As the way the world consumes energy shifts more and more, there is a growing concern from investors about just how much of a demand there will be for conventional oil and gas in the future.
That is one of the realities that may be causing conventional oil and gas discoveries to sink to their lowest levels in seven decades according to a new report released earlier this month by IHS Markit. The overwhelming reason for the downturn in discoveries is declining prices, the report said, but there is at least some concern about what energy consumption may look like as renewables become a bigger part of the world’s energy mix.
The report, titled “IHS Markit Conventional Exploration Results in Early 2018 Through 2019: No Rebound in Activity or Results,” said a significant rebound in discoveries may not happen. That’s because since 2014 there has been an increased emphasis on exploring less risky maturing basins and short cycle-time unconventional projects.
Companies are placing an emphasis on smaller basins in which they can cut cycle time from 10 years to three years to even a year. The average discovery size of these early lifecycle basins is approximately 210 million barrels (MMbbl) versus 25 MMbbl from mature basins discovered during the last 10 years.
“If you see all of these projections of demand starting in the 2030s or some cases the 2020s because everyone is going to go to renewables and I won’t need oil and gas after 2025 or 2030,” said IHS senior advisor Keith King, who is also a lead author of the IHS Markit E&P trends analysis, in an interview with HartEnergy.com. “That’s more on the liquefied gas.
“So the thought process is why go out and drill an expensive wildcat in a frontier basin that it takes five years to appraise if it’s successful and four years to get it approved for development and then takes 10 years to develop.
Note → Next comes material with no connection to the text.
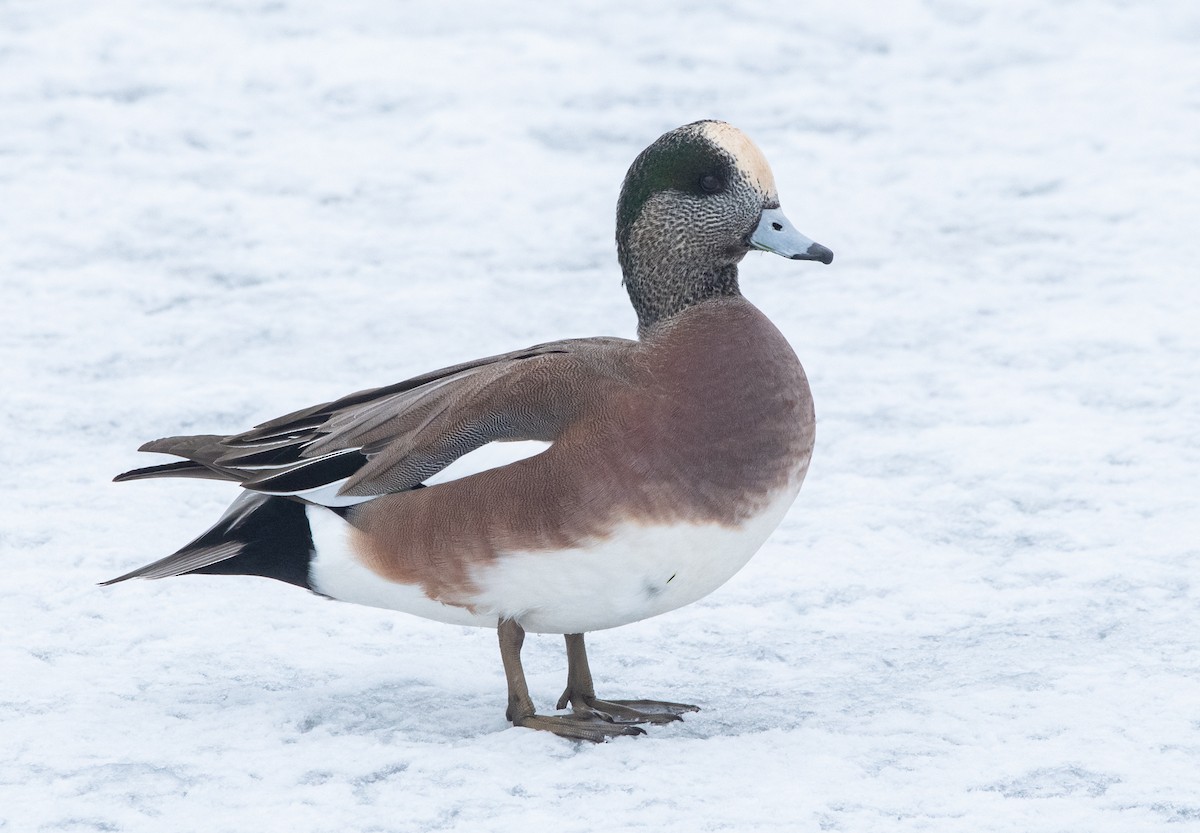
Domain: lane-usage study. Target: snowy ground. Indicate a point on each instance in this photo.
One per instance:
(983, 612)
The demand for production can start to decline by the time it gets going. So it seems better to go after shorter cycle opportunities.”
The de-emphasis on new discoveries due to alternate energy sources and declining interest by investors in taking financial risks along with the declining global prices have played a role in the drop in discoveries.
“All of that kind of sticks together, no one articulates it quite that way,” King said. “But to think about it, it makes sense. Why would I invest in something that isn’t going to be producing in 20 to 40 years the demand may not be there?
“The other thing is the understanding about the demand structure versus in investment. If you are concerned about interest rates going forward you buy shorter term bonds.
“People are also starting to invest more in renewables, not a significant amount but they are starting to say I’ll build some wind farms and do some of these other things,” King continued. “This is the first time in the 40 years I’ve been in this business that we have had such an existential threat from another source of energy like wind and solar. Before, after the 2009 turn, after the downturn in 1999 and 1980 and 1986 we all knew what we were going to do when the price recovered but now it’s not as clear cut.”
King does leave open the possibility of a rebound in discoveries, it just may not come back in the same robust way as did after past downturns. He said the key is understanding why discoveries aren’t rebounding right now.
Concerns about constraining carbon and slowing climate change have become a game changer in the industry and King says those concerns will cause people to second-guess oil in the next 20 to 25 years.
“If those things go away or one day we wake up and say solar and wind can’t provide our energy we need to have oil and gas production, if that changes then I think you will start to see an increase in conventional exploration,” he said.